Although the substance of this shift as it relates to the country’s extensive military, diplomatic and economic ties to the Untied States remains to be seen, these statements go well beyond his earlier gestures to Beijing over the South China Sea.  He has already communicated that he would move the Philippines away from its pursuit of a multilateral (even Hague-arbitrated) solution to China’s illegal claims on its islands toward a Beijing-favored, bilateral approach – even, presumably, with regard to Scarborough Shoal, which was seized militarily by China in 2012.

Although other political (and personal) factors surely play into these announcements by Duterte, the economic benefits he is seeking from Beijing and Beijing’s proactive efforts to influence the new President with promises of investment clearly play a role in this strategic shift.  The Philippine president has been looking for large infrastructure investments from China and, during this visit, some $13.5 billion in business agreements have already been announced, including financing packages offered by the Exim Bank of China to fund certain of the infrastructure projects that have been emphasized as centerpieces to Duterte’s economic ambitions.  A number of additional trade and investment agreements have also been signed on a visit that included some 200 Philippine business leaders as part of the official delegation.

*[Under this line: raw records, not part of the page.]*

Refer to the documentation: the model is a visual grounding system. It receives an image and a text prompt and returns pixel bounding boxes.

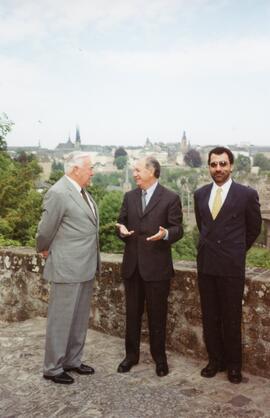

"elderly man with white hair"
[37,151,100,384]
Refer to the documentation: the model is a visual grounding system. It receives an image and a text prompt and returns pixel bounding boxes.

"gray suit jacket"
[37,176,100,283]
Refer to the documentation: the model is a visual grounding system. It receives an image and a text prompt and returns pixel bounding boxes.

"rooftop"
[0,317,270,418]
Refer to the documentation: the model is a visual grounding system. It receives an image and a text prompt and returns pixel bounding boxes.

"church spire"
[75,125,81,144]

Two of the eight points articulated by Duterte as his economic plan for the country open the door to Chinese investment, notably his intentions:

    1. to accelerate infrastructure spending; and
    2. to address ownership restrictions on foreign firms making investments in the country.

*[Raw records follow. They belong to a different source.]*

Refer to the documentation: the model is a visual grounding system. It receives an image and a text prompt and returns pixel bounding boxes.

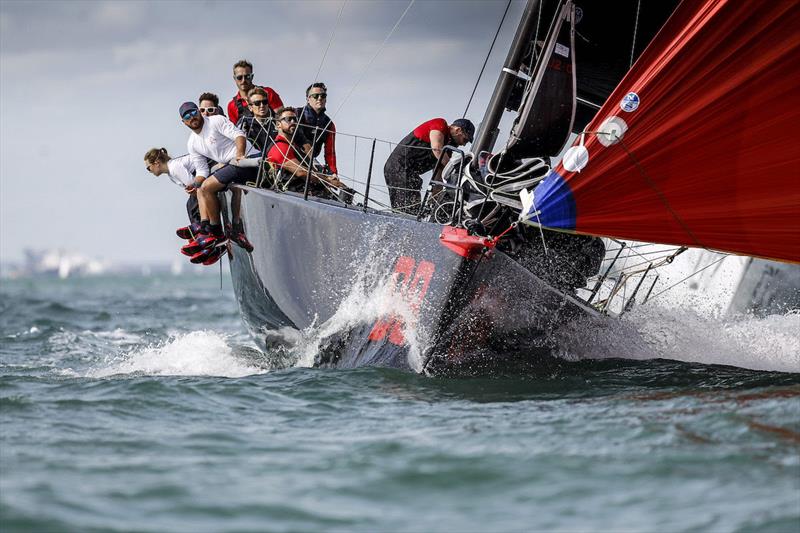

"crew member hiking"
[383,118,475,215]
[297,82,339,177]
[228,59,283,124]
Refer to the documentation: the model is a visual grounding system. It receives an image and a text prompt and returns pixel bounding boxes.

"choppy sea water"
[0,276,800,532]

These changes in Philippine policy, including the broader strategic shift towards an alliance with Beijing, demonstrate China’s ability to leverage its economic strength for the purposes of influencing the strategic decision-making of regional states.

Of course, in situations where the political leadership of such countries feel estranged or isolated by the U.S. and its allies, as has been the case for Duterte (due to criticisms over extra-judicial killings and other issues), Beijing’s success rate in “turning” foreign countries with promises of economic rewards with “no strings attached” has been especially successful.  This has been demonstrated repeatedly in cases, such as Cambodia and, previously, in Burma – as well as in other parts of the world, including South America and Africa.